Server-Sent Events (SSE)
Section titled “Server-Sent Events (SSE)”A few endpoints stream events using SSE via EventSource, which cannot set request headers. For those routes only, pass the token as a query parameter, and (for JWTs) the org too:
?access_token=<token>&organization_id=<orgId>The SSE endpoints are:
GET /v1/deployments/:uuid/logs/stream— live build logsGET /v1/projects/:name/metrics/stream— live metric tiles
The card hard-wall
Section titled “The card hard-wall”An organization that has not verified a payment method is placed behind a hard wall: every org-scoped route returns 402 quota_exceeded until a card is added. This prevents unpaid orgs from consuming resources.
A small allowlist of route prefixes stays reachable so the org can read its state and add a card:
| Allowlisted prefix | Purpose |
|---|---|
/health | Liveness probe. |
/v1/me | Current user + orgs. |
/v1/orgs | List/create orgs. |
/v1/account | Org detail. |
/v1/billing | Add/verify a card, view plans and invoices. |
/v1/limits | Plan allowances. |
/v1/usage | Metered usage. |
/v1/notifications | In-app notifications. |
To clear the wall, add and verify a card via the Billing endpoints. See also Plans & limits.
Ban recheck
Section titled “Ban recheck”On every authenticated request the API rechecks the caller’s ban status. A user who is suspended receives 403 forbidden immediately, even if their token is otherwise still valid — a still-live token does not bypass a suspension.
Rate limits
Section titled “Rate limits”All authenticated traffic shares a global limit of 300 requests per minute, keyed by the last 16 characters of the bearer token (or by client IP if no token is present). /health is exempt. Over the limit → 429 rate_limited. See the API overview.

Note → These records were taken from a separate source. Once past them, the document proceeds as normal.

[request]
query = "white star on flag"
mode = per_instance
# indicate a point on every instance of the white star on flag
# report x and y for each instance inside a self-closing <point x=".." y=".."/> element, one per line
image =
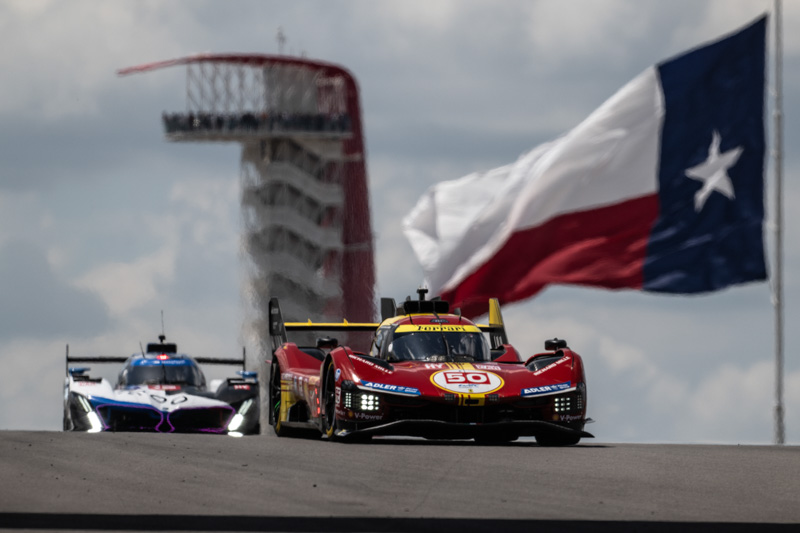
<point x="713" y="172"/>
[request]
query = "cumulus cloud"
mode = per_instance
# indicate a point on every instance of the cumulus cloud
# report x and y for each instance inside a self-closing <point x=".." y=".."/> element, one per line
<point x="36" y="303"/>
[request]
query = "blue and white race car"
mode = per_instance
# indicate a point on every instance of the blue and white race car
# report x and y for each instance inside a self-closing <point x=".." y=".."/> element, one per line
<point x="162" y="391"/>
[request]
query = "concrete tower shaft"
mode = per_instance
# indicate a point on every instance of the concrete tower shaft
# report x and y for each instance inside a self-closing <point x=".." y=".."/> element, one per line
<point x="304" y="191"/>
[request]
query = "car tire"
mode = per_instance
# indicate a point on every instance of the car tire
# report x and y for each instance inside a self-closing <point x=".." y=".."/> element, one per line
<point x="329" y="424"/>
<point x="275" y="399"/>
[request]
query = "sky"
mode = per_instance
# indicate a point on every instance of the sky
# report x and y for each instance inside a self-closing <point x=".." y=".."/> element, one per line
<point x="104" y="224"/>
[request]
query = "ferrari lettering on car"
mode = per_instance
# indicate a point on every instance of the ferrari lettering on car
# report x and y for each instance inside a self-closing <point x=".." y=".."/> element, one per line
<point x="427" y="373"/>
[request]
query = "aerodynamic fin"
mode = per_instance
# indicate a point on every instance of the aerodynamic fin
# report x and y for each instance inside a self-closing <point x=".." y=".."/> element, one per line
<point x="496" y="327"/>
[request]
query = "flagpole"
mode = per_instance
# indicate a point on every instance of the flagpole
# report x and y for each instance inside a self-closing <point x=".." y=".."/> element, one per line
<point x="777" y="286"/>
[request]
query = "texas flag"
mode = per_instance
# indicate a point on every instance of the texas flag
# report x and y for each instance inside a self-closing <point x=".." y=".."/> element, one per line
<point x="660" y="189"/>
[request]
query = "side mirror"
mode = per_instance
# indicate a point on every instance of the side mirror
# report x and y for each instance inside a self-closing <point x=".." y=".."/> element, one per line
<point x="555" y="344"/>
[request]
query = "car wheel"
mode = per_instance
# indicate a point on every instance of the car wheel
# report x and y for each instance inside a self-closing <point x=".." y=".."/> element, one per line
<point x="551" y="439"/>
<point x="275" y="400"/>
<point x="329" y="424"/>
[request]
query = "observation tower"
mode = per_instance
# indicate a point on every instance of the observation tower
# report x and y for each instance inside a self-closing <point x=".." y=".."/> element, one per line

Webhooks are not token-authenticated
Section titled “Webhooks are not token-authenticated”The Stripe and GitHub webhook receivers verify a cryptographic signature instead of a bearer token, so never send them an Authorization header:
- Stripe verifies the
stripe-signatureheader —POST /webhook. - GitHub verifies an HMAC-SHA256
x-hub-signature-256over the raw body —POST /api/v1/webhook/github-events.